“De absurdo en absurdo: la ética del escritor”, por Felipe Benegas Lynch

El mármol, de César Aira. Buenos Aires, La Bestia Equilátera, 2011, 152 págs.

“Cuando saltamos al vacío quedó demostrado que el supermercado era un medio, no un fin.
Su realidad era indiscutible, pero no se agotaba en sí misma.”

Una vez más la novelita airiana se encarga de morderle los tobillos a la Novela. Se trata de ser novedoso, original, de desarrollar un estilo particular e identificable dentro del supermercado genérico donde todo tiende a la uniformidad, a la clasificación tranquilizadora y necesaria para la mercantilización.
El mármol es la búsqueda de un relato a partir de una imagen, de una sensación. El narrador verifica la permanencia de sus partes íntimas sentado desnudo sobre una placa de mármol, pero no recuerda en qué circunstancias fue que lo hizo. La evocación de esa historia es la novela, que se estructura a partir del despliegue y la recolección, como si de un soneto se tratara, de una serie de “gadgets provindenciales” que marcarán el devenir de la historia hasta arribar a la escena inicial, que no es otra cosa que el final.
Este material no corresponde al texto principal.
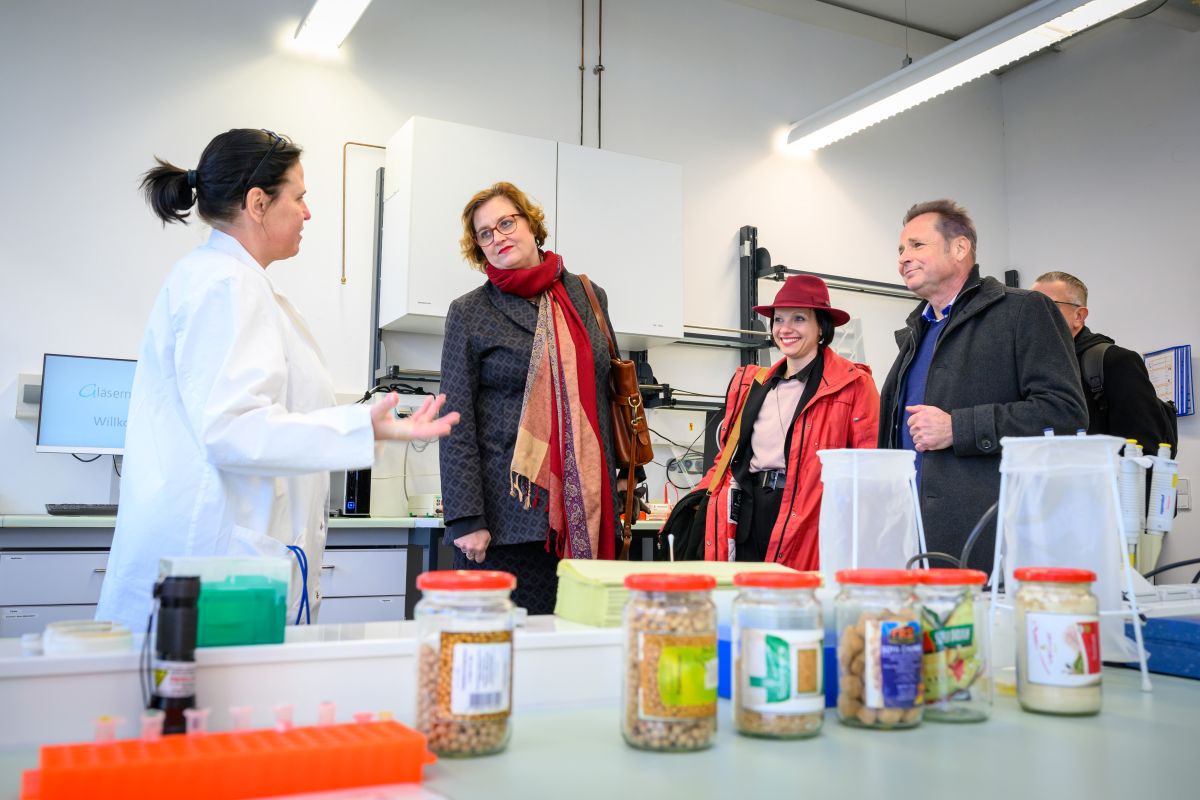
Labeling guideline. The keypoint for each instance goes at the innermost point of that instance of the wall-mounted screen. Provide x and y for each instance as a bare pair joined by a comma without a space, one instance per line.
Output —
85,404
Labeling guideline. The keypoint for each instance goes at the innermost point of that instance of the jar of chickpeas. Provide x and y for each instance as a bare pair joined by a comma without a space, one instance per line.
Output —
778,655
670,645
465,661
955,662
879,649
1057,641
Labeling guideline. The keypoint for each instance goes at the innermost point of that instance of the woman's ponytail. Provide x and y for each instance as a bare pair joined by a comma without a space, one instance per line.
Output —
169,191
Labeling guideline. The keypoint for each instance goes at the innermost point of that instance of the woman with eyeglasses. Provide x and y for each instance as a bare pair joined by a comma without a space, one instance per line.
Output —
232,427
767,505
528,476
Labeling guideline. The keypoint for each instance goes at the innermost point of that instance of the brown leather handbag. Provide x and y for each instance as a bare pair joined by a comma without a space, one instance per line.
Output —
630,428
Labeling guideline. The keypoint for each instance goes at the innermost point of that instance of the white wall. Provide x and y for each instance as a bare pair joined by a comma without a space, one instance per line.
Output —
1103,173
94,90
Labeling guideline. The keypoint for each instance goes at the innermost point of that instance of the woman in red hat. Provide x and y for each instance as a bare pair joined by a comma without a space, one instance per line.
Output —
767,504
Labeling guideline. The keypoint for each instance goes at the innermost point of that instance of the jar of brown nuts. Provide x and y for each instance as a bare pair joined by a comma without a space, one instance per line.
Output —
778,655
879,649
465,661
670,691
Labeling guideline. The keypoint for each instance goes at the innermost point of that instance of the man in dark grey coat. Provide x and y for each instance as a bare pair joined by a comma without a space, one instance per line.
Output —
978,361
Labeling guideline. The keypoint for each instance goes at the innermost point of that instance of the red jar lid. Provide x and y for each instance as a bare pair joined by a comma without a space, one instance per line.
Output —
951,577
877,577
778,579
1054,575
466,581
670,582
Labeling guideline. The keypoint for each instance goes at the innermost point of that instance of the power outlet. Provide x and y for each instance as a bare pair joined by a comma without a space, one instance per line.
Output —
29,396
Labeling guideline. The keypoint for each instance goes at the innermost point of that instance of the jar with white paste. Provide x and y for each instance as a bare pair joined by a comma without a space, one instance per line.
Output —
1057,641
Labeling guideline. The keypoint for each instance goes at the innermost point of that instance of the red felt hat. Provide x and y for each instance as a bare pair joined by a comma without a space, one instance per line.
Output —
804,292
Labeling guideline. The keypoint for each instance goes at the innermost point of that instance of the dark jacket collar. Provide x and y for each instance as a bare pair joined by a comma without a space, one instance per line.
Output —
1086,338
525,313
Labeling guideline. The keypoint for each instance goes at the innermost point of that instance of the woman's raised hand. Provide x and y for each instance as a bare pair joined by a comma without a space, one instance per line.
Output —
423,423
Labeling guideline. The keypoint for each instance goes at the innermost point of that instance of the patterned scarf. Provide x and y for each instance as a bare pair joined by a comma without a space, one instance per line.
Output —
558,447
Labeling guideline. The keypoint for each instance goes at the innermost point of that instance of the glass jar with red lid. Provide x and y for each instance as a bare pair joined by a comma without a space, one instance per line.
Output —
955,666
1057,641
669,699
778,655
879,649
465,660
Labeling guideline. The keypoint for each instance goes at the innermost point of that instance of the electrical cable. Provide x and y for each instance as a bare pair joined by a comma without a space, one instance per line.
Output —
688,394
988,516
687,450
1173,566
933,554
599,73
144,661
303,559
582,67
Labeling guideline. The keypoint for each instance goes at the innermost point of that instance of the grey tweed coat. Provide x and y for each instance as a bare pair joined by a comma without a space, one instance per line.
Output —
485,360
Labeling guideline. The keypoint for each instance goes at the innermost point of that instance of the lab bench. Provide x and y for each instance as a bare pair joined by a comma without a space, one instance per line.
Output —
52,567
567,734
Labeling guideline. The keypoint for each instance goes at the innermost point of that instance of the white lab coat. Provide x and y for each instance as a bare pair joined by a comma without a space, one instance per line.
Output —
232,432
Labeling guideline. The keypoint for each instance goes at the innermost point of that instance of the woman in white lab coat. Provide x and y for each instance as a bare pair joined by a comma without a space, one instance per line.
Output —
232,428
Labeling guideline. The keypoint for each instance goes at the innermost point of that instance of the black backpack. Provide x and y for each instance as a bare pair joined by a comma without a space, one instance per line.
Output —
687,522
1091,365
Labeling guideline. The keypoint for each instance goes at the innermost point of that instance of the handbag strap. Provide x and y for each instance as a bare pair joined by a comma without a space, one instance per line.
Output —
731,441
601,318
627,534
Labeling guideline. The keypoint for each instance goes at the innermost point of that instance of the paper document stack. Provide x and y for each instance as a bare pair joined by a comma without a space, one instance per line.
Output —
593,591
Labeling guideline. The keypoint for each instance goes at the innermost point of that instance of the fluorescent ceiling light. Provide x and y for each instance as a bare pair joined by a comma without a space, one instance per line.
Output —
1020,34
328,24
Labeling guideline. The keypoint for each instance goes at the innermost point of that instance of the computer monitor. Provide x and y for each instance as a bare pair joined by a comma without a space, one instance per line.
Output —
85,404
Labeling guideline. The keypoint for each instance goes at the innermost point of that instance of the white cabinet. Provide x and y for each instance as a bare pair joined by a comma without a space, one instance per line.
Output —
621,222
432,169
616,217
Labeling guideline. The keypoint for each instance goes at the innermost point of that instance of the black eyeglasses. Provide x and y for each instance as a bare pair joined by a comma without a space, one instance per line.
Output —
505,224
276,140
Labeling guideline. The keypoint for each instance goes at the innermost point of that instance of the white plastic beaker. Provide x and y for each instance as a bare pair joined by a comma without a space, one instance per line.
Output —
869,510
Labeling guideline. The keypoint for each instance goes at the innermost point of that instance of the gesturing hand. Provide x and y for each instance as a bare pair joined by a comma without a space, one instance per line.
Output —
930,427
424,422
474,545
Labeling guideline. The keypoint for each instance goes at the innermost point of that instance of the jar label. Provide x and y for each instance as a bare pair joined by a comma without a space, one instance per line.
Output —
781,671
1063,649
952,661
677,675
475,674
892,665
174,679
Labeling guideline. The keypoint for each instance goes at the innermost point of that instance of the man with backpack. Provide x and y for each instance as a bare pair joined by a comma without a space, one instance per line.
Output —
1121,401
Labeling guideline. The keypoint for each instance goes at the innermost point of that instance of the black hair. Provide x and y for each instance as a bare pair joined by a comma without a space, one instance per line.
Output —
825,326
234,162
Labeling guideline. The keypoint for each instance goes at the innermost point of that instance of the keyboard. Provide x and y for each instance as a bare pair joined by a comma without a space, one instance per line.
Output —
81,509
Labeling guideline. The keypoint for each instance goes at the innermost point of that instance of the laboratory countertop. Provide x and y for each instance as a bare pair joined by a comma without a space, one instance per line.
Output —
1140,746
47,521
347,641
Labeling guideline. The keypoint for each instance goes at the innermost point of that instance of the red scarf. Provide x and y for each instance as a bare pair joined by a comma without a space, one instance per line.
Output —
558,447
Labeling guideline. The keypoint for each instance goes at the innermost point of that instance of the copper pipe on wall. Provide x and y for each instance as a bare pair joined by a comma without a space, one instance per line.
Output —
345,149
582,67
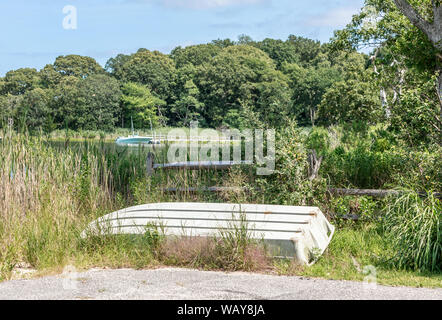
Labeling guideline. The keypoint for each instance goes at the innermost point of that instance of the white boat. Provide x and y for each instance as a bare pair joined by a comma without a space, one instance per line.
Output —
298,232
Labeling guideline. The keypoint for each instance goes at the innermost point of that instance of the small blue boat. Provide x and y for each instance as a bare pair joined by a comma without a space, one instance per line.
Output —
134,139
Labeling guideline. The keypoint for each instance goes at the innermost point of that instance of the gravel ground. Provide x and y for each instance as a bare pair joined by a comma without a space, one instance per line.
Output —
183,284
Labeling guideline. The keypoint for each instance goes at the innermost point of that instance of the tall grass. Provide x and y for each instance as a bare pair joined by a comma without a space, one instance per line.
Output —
414,227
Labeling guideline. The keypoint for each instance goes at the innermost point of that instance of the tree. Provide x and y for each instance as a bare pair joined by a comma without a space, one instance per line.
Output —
280,51
308,86
65,103
34,111
195,55
77,66
154,69
432,28
17,82
115,65
406,54
141,105
351,100
188,107
98,103
241,74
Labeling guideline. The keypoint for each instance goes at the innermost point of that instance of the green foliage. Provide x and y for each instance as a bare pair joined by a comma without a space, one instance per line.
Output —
242,74
194,55
319,140
98,103
289,185
351,100
154,69
414,227
188,107
77,66
17,82
140,105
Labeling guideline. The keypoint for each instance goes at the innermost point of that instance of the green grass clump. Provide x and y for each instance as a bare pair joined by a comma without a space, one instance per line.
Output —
414,227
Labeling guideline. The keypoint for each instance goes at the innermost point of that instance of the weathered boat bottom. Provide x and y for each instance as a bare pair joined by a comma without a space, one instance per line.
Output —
301,233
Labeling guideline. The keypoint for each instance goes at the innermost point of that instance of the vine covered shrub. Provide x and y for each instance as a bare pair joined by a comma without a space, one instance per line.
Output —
289,184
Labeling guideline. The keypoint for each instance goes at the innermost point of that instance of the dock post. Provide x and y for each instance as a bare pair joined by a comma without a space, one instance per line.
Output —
149,162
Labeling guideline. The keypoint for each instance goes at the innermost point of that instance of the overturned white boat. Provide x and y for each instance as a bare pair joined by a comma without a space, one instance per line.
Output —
302,233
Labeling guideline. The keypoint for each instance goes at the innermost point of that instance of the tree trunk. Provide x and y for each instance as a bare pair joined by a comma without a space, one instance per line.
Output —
439,84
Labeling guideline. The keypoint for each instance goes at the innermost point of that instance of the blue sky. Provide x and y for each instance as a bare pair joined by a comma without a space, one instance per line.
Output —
33,35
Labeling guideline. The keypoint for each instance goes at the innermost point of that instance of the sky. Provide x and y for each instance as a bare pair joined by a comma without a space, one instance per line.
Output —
34,33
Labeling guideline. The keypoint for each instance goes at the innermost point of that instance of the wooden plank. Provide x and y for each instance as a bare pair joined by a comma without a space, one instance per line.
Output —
205,189
198,165
375,192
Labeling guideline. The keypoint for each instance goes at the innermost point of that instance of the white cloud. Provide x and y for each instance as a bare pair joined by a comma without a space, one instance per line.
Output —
335,18
206,4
Estos gadgets son: pilas, un ojo de goma, una tabla de proteínas, una hebilla dorada, una cucharita lupa, un anillo de plástico dorado y una cámara fotográfica del tamaño de un dado. Así avanza, “de absurdo en absurdo”, entregándose a la “velocidad de la aventura”. Porque todo vale en el afán folletinesco de contar: esa es la forma de diluir el mármol (la Novela con mayúscula), de poder contar desde la simplicidad del propio cuerpo, desde el placer de pronunciar una palabra, “mármol”, y dejar que en la porosidad del verbo trabaje la imaginación.  
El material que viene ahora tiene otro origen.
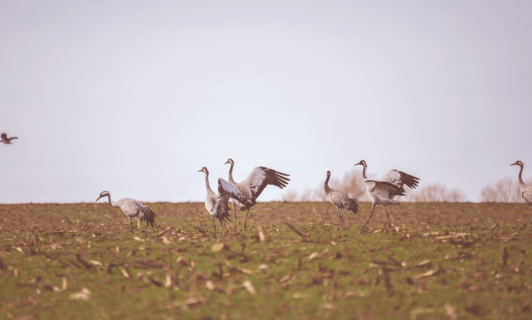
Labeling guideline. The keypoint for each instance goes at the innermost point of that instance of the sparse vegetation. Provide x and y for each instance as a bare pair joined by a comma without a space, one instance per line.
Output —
441,260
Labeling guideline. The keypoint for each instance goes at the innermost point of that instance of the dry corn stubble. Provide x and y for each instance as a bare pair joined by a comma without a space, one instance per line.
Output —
439,260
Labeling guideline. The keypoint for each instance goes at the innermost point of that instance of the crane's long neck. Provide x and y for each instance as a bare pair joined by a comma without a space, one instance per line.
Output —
521,182
207,185
326,185
231,174
110,202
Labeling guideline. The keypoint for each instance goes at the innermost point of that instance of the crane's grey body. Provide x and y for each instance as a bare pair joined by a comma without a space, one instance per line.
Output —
253,185
382,192
217,206
340,200
132,209
5,139
526,190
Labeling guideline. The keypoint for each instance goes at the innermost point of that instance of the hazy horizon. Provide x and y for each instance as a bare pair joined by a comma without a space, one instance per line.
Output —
135,97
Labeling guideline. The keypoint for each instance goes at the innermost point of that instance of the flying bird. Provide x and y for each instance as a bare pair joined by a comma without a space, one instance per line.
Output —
340,200
253,185
383,191
132,209
526,190
5,139
216,205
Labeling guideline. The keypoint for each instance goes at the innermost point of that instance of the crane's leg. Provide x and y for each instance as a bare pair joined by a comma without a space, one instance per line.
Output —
246,220
388,216
372,208
339,218
131,224
234,211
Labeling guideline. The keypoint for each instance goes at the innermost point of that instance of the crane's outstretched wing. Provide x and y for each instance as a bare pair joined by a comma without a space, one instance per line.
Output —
260,177
392,187
399,178
227,189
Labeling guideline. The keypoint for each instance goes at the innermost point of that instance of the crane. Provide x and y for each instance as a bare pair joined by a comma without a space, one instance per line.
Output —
383,191
340,200
216,205
526,190
254,184
5,139
132,209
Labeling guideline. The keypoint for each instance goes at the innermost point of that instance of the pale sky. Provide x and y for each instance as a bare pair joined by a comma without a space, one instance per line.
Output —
135,97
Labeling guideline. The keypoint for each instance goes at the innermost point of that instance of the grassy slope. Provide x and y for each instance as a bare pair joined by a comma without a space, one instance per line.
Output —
350,276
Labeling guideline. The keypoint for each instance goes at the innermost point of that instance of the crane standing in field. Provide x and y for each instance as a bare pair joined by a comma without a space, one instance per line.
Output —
132,209
340,200
217,205
254,184
526,190
5,139
383,191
Hay una imagen que inicia el viaje y es la que ordena la proliferación que vendrá. Pero uno no acumula “imágenes porque sí, por hobby”, hay una ética y una responsabilidad frente a ese torbellino que todo lo arrastra, hay consecuencias para considerar: “¿Quién podía asegurarme que Jonathan habría salido indemne de la fragmentación de las imágenes? O debería decir: de la irresponsabilidad de las imágenes. La superficialidad de las imágenes. Las imágenes sin función, juguetonas, saltarinas, cubistas, abstractas... Eso las hacía aptas como vehículo a través de la identidad de los mundos, pero nada garantizaba su aptitud, más bien todo lo contrario, para reconfigurar un organismo que funcionara (...) Mi responsabilidad ante el mundo se trasladó, sin reducirse a este chico chino que el destino había puesto en mi camino.”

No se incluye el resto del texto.